At church two weeks ago, The Husband and I closed our eyes along with everyone else as our pastor prayed, then we jabbed each other like kids at the dinner table when he mentioned our names and prayed for our pregnancy. I felt my face flame up a little bit, because that’s what happens whenever I feel the spotlight of unexpected attention fall on me (along with an unflattering and hormonally-enhanced level of underarm sweat; that happens too), and then I felt profound gratitude to finally be a part of a community that knows my name, even when that knowledge leads to a little discomfort. We are known, we are prayed for, we are kept. There is such great beauty in that.
Then last week, same pastor, same time of prayer, same closed eyes. This time, though, news of another couple who had miscarried, a dream finally realized only to be shattered on the floor. Their names uttered aloud and lifted up. I thought about our nursery freshly painted blue, the sound of our son’s heartbeat three days ago, the kicking now in my belly, abundance and loss coexisting in the same community. What it means to be known and kept, how to believe that whether we are walking in apparent darkness or light.
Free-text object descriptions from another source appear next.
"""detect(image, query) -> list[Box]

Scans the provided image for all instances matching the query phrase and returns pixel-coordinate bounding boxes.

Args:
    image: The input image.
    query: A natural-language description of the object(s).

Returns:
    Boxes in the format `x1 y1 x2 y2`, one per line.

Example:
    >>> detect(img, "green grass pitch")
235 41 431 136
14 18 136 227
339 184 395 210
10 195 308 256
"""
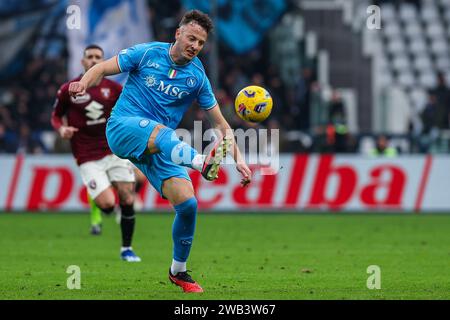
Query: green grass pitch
0 212 449 300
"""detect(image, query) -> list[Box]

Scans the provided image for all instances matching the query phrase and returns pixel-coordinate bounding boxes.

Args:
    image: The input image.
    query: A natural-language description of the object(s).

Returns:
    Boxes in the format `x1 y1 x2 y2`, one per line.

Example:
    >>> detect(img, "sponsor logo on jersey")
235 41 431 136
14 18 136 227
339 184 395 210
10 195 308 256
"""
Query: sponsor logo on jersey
85 101 106 125
70 93 91 104
145 75 157 87
146 61 160 69
157 80 189 99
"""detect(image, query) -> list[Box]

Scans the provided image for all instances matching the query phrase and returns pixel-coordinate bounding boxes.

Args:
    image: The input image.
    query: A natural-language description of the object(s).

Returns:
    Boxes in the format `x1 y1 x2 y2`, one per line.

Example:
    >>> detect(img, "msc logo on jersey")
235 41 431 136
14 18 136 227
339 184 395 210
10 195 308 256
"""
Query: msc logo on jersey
157 80 189 99
143 75 190 99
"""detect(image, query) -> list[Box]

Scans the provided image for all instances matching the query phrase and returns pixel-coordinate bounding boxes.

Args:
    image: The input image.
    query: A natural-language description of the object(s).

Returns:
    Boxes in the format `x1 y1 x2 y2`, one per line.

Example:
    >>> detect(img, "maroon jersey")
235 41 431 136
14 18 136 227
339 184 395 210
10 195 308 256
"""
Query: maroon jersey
51 76 122 165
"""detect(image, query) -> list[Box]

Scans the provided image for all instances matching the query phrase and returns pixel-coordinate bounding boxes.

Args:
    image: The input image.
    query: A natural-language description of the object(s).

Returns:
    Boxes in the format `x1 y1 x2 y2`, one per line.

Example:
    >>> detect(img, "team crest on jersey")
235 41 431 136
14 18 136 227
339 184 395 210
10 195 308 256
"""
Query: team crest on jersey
70 93 91 104
139 119 150 127
186 77 197 88
88 179 97 190
101 88 110 98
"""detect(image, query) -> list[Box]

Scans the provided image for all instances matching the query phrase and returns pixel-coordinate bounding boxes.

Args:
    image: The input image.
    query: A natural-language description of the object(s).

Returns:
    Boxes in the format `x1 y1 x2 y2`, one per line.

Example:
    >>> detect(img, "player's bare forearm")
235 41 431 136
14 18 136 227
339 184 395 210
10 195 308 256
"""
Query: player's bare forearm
81 56 120 88
69 56 121 96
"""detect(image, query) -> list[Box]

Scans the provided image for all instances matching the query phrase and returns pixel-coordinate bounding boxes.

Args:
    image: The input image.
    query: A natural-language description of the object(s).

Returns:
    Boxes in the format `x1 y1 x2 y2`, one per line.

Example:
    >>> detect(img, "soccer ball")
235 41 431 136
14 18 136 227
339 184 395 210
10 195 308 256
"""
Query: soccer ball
234 85 273 123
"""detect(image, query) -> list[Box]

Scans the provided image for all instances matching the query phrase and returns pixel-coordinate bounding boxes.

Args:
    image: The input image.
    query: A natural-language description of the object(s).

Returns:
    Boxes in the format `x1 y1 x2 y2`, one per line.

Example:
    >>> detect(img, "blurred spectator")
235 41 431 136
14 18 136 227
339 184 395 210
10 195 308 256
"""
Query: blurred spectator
0 123 13 153
329 90 346 125
16 123 46 154
292 67 316 131
418 92 440 153
368 135 398 157
430 72 450 130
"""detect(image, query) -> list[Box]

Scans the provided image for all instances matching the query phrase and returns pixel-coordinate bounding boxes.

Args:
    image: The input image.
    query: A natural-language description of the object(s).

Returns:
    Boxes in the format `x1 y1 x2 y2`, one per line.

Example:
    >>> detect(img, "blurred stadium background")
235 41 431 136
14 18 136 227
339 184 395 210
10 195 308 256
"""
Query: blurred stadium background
2 0 450 212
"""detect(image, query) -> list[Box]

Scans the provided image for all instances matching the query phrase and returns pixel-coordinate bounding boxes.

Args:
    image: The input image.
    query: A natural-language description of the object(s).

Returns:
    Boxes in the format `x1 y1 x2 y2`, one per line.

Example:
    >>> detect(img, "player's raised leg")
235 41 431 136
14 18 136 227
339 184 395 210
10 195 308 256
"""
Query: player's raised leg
162 177 203 293
147 124 231 181
114 181 141 262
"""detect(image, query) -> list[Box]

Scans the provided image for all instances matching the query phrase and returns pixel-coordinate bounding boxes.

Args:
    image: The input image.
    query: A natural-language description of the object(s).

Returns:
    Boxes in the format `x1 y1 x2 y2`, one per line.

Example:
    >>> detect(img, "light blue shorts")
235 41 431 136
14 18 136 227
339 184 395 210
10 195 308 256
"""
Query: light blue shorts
106 116 191 197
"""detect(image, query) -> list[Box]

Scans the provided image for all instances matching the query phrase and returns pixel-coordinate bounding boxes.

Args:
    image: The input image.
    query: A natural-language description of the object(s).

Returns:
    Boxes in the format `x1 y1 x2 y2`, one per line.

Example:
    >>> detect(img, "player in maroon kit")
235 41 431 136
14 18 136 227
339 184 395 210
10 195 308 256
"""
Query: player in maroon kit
51 45 141 262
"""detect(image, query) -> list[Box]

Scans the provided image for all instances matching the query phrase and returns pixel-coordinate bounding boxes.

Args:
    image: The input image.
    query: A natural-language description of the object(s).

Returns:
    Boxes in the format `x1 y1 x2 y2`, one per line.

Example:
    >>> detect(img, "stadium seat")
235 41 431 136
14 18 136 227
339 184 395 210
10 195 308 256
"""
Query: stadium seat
409 38 428 55
413 54 433 72
387 37 407 55
430 38 449 56
383 22 402 39
399 3 418 22
397 70 416 88
436 56 450 69
421 4 439 22
380 3 396 22
391 54 411 72
418 70 438 88
426 22 445 40
404 21 424 40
I grew up going to a church where one could sneak in and take a seat in the back and leave without ever having to interact with another person, and that is the style of living I find most comfortable: introversion, coming and going at will, never being asked to give too much. Now, when I step forward to take the bread and cup, I hear that He was given for me, my name uttered in my ear by someone who knows it, talking about Someone who knows me, and though it startles me out of my comfort zone, I am thankful. I know there are all different types of communities and all kinds of ways to show up on Sunday and in life, but I am thankful to have finally landed in a place where I am recognized. God knew I needed it, this reminder that I did not just happen, some random distribution of cells and molecules; but that I was always intended, designed from the beginning, that to him I have always had a name. No matter what is happening around me.
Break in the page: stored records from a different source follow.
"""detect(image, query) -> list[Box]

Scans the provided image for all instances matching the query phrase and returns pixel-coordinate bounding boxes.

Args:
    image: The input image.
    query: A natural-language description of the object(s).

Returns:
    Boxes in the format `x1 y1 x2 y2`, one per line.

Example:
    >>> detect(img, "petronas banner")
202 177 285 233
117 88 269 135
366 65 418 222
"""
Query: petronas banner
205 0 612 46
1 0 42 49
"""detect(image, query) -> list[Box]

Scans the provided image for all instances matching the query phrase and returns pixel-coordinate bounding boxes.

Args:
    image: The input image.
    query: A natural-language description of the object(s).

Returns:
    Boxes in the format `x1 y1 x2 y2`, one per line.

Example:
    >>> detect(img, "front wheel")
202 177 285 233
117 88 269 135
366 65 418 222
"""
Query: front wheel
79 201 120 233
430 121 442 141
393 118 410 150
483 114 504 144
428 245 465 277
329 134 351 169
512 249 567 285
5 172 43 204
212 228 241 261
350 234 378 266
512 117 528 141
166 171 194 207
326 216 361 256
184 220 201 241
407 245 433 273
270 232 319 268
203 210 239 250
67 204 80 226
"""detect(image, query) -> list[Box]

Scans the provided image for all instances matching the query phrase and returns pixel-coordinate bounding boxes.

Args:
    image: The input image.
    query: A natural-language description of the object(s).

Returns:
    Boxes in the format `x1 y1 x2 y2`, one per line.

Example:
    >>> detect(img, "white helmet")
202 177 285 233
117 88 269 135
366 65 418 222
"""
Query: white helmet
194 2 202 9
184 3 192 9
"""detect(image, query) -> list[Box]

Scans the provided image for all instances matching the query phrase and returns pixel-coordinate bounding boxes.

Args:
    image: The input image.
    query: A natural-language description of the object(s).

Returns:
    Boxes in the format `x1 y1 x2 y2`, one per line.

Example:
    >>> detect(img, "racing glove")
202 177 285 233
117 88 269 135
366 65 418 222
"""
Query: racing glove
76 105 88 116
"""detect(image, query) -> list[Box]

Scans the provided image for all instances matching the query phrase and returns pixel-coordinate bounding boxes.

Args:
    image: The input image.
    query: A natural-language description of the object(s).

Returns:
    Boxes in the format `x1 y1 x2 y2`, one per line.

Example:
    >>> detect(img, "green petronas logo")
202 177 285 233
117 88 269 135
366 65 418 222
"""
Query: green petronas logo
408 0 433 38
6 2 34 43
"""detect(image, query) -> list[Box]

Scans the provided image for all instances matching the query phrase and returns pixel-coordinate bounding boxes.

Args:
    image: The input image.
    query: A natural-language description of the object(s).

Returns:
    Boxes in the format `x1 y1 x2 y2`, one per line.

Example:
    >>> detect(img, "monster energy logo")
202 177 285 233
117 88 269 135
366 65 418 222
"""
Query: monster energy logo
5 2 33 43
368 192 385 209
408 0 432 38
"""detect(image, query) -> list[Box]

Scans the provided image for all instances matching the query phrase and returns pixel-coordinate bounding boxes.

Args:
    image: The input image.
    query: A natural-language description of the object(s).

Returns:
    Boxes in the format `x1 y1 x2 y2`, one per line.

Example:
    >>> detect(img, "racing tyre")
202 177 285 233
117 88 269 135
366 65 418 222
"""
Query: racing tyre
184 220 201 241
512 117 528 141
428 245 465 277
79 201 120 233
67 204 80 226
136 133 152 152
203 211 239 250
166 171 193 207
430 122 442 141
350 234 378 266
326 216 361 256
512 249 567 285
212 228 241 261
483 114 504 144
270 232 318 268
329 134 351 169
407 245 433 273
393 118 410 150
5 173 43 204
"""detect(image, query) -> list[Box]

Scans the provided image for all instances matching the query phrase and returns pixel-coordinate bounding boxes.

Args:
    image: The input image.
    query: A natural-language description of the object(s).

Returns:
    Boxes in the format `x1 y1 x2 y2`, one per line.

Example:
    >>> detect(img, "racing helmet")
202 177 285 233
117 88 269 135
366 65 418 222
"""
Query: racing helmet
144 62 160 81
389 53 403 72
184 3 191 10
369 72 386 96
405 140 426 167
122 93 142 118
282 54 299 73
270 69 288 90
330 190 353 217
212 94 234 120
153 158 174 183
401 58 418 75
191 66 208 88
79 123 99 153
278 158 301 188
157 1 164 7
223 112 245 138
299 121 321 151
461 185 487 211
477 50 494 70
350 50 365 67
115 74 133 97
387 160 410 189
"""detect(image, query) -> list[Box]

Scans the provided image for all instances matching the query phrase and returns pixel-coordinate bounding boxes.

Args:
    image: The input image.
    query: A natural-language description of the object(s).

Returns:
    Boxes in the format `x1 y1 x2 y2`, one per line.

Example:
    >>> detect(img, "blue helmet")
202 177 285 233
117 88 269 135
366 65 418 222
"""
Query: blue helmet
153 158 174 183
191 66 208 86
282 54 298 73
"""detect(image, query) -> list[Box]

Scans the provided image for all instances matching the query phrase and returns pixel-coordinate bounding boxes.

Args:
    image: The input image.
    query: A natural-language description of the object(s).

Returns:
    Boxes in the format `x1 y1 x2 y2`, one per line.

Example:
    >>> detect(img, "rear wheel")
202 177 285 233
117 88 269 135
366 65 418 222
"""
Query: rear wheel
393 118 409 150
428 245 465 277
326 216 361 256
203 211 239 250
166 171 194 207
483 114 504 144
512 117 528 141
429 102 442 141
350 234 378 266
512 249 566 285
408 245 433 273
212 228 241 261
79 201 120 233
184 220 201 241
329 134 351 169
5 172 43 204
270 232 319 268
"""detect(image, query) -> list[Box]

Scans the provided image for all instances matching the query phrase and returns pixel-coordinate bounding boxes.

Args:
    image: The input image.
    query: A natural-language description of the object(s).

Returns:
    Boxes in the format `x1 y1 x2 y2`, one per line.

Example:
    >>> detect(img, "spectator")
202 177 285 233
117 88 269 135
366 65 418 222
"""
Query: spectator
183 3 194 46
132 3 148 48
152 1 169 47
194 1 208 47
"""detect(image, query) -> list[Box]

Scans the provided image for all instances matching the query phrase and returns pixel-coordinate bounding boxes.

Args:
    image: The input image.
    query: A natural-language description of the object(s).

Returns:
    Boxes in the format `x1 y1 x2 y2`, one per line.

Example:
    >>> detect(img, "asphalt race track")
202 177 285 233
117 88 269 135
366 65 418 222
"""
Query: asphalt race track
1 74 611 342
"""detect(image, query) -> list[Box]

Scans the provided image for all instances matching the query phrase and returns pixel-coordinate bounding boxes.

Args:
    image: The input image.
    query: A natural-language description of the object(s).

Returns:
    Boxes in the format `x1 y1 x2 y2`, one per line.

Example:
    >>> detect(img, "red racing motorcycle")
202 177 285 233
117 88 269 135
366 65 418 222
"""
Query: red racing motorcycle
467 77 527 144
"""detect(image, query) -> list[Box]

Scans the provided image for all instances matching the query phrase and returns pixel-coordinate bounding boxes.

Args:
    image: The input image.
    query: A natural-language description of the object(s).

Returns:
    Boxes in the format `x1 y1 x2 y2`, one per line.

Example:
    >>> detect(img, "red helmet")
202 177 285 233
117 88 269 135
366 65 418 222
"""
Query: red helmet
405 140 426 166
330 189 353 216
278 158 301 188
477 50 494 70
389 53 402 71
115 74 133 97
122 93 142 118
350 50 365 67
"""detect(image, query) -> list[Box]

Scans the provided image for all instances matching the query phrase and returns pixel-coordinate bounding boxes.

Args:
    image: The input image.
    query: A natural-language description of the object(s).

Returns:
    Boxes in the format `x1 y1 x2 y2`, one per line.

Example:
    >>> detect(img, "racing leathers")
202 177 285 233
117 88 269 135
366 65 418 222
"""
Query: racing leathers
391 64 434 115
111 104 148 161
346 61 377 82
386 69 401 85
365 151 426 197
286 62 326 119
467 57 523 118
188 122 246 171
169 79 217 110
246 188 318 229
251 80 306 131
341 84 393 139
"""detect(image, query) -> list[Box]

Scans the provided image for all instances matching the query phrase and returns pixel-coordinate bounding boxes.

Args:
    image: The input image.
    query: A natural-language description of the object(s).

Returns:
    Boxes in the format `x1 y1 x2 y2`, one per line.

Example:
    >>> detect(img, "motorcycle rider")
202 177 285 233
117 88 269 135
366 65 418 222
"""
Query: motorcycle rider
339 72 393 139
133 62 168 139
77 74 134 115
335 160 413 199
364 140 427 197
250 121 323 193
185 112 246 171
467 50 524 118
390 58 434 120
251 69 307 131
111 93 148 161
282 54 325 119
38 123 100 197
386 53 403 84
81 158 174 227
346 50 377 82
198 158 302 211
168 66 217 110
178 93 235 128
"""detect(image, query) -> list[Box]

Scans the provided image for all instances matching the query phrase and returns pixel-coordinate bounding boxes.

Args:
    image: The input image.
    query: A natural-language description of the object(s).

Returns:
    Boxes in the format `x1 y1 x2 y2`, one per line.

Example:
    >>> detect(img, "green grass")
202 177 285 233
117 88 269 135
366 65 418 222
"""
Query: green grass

TH and I, at that heartbeat visit last week, were asked by the doctor if we had any questions, and I looked to see my better half’s grin at the one he knew I wanted to ask, the issue we had been lobbing back and forth since the first trimester and its accompanying anxieties transformed into the preparation of Now. So I asked it: “What about a few sips of wine on the weekend?” And I expected a stern look and pat answer. What I got instead was a smile and permission. And one of my favorite quotes yet from a health care professional: “If there’s anything wrong with him, it’s not going to be because you had a few sips of wine on a Saturday night.” I turned triumphantly to TH, who laughed, because that’s some language I understand: the imperfections that we can’t control, the flaws that were built in long before we had a say. I’ve had my hands pried away in recent years as I’ve learned what sovereignty means, as I’ve seen what I called shortcomings in a new light, as I’ve learned redemption by walking through it. My eyes that shift back and forth, my inclination to take things too seriously, my pregnancy getting in the way of work–each of these, and countless others, have been met with balance and blessing, whispers of truth and moments of joy beyond what I could have, would have, planned. And so it will be with this little boy, that his design is for something greater than perfection, that his purpose is beyond our ability to imagine or screw up. He has a mother who helps maintain her sense of humor with wine, and a Harvard-educated father who can narrate an exhaustive history of the East Coast-West Coast rap feud. He is surrounded by love from friends who wish us well, celebrating us in the midst of their own struggles. People who live life well and imperfectly, under clouds of insecurity and inability and infertility, because we all have the things we would change–and they happen to help make us exactly who we were designed to be.
We have given our son a name and we call him by it now, so that the kicks and constant peeing and wine-limiting have a proper noun to be pinned on. And so an imperfect and beautifully-designed identity begins.